Ölüp cehenneme giden bir adam hakkındadır bu öykü. Şeytan bu adamı nefis
yemek kokuları gelen bir odaya götürür. Odanın ortasında büyük bir tencere
ve çevresinde oturan insanlar vardır. Bu çok zayıf, bir deri bir kemik
kalmış insanlar acıyla inlemektedir. Cehenneme yeni gelen bu adam tencerenin
çevresindeki insanların ellerinde kepçeye benzer, uzun saplı kaşıklar görür.
Kaşıklar ellerine bağlıdır. Kaşığı tencereye daldırabilmekte ama hiçbir şey
yiyememektedirler. Çünkü kaşıkların sapı o kadar uzundur ki, ellerindeki
kaşıkları bir türlü ağızlarına götürememektedirler...
Lütfen der adam 'bana bir de cenneti gösterir misin?
Elbette der şeytan; ''Sonsuzlukta birkaç dakikanın ne önemi var'' der ve onu
cennete götürür.
Adam cennete girince hem çok şaşırır hem de kafası karışır. Gördüğü
manzaranın cehennemdekinden hiçbir farkı yoktur. Yalnızca insanlar mutlu ve
sağlıklıdır, kahkahalarla gülmektedirler.
''Anlayamadım der. Herşey aynı, herkesin ellerine bağlı uzun saplı kaşıklar
var ve hepsi de bir tencerenin çevresinde oturuyorlar. Farklı olan nedir?
Neden burası cennet ''Şeytan adamın sorusunu yanıtlamaz.tam çıkarken, adam
başını bir kez daha çevirir ve olan biteni anlar. Herkes ellerindeki uzun
saplı kaşıklarla birbirlerini beslemektedir.....!

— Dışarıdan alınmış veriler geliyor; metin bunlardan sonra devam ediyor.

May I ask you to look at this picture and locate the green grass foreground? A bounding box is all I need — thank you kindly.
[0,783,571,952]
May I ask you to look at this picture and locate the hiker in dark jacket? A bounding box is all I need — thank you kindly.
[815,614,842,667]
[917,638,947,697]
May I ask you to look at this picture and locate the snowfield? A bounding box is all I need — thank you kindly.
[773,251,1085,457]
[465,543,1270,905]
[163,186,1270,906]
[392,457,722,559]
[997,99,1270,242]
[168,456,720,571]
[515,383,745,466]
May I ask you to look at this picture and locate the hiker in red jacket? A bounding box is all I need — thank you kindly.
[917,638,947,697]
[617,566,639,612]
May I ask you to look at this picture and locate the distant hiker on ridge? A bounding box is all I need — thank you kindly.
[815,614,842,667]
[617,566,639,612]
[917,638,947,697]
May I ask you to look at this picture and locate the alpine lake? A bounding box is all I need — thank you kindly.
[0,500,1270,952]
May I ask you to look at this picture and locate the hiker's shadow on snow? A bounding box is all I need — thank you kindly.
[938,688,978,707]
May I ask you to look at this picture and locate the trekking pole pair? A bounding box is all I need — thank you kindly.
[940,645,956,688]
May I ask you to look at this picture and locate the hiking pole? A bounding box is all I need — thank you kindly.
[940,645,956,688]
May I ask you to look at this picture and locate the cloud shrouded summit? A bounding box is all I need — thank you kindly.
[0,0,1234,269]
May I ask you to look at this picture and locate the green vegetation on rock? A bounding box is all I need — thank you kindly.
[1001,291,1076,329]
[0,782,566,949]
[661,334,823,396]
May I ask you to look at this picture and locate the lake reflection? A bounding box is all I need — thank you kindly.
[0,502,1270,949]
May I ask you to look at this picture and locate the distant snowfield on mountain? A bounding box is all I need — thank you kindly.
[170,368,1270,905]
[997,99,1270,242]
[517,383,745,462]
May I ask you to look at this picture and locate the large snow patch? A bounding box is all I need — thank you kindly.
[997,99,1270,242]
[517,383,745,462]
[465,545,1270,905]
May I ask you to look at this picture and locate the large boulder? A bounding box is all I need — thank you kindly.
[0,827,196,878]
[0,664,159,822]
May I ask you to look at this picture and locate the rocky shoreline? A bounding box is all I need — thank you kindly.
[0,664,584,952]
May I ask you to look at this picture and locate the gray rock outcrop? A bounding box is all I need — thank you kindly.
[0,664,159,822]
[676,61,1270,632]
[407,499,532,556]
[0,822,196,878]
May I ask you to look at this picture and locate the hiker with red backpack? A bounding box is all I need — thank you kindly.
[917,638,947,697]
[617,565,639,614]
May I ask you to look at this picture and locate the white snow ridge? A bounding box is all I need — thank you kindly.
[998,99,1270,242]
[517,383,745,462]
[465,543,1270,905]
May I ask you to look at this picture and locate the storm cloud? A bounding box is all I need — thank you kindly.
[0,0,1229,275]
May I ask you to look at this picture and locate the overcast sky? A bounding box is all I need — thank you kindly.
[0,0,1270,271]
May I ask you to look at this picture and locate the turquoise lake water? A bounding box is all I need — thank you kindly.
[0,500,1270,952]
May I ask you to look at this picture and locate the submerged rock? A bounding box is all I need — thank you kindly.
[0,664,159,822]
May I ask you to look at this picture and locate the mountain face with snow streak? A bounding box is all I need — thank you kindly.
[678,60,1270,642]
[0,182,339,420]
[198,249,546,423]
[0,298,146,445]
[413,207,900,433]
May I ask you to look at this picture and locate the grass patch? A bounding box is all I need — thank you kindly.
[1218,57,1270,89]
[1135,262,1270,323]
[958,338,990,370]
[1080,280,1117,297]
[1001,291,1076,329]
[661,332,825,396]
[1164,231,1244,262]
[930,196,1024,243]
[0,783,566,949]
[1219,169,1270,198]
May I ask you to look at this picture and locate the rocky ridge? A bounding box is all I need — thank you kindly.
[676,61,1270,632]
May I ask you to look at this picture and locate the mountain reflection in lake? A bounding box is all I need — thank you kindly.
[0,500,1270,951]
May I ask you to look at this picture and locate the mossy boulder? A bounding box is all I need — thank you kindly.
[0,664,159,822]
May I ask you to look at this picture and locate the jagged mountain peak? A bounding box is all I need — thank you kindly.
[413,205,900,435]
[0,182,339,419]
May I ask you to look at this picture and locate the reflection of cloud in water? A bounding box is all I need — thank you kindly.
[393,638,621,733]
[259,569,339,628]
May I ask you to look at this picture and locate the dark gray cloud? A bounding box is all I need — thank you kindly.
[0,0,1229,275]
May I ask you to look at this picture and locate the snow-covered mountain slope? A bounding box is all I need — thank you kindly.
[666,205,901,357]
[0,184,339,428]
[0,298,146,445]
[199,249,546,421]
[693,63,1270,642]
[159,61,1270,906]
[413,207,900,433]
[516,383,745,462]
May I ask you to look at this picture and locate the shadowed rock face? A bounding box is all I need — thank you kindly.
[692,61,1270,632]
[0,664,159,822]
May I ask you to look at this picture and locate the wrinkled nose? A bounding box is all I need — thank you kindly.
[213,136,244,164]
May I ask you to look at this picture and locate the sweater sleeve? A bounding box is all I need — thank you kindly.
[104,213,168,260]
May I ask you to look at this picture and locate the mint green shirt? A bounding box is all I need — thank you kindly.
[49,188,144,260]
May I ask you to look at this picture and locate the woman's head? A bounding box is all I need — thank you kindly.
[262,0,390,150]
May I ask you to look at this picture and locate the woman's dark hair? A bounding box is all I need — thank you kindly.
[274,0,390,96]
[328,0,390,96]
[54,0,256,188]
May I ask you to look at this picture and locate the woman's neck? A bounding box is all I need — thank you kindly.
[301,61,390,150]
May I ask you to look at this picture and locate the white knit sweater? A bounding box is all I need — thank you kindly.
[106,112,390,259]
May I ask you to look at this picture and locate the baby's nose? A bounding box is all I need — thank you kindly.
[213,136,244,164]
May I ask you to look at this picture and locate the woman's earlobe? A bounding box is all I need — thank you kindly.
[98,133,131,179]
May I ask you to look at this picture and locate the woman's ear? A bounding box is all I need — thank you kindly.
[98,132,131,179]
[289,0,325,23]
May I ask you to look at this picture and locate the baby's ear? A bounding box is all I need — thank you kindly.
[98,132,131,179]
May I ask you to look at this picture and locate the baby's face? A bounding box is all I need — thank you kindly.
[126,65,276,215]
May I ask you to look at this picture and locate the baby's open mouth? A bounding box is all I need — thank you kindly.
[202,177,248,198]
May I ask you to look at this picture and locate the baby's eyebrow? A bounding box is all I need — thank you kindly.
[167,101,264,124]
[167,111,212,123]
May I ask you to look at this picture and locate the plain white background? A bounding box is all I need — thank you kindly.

Sonuç olarak, ''Hepimiz bir bütünün parçasıyız ve hepimizin bir başkasına
gereksinimi var..! Hepimiz birbirimizin tek kanatlı meleğiyiz. Uçabilmemiz
için kucaklaşmamız gerekir''
NOT: Bu öykü Dr. John M. Eades'in ''Göğün yedinci katı meleklere yüksek
gelmez'' adli kitabından alınmıştır.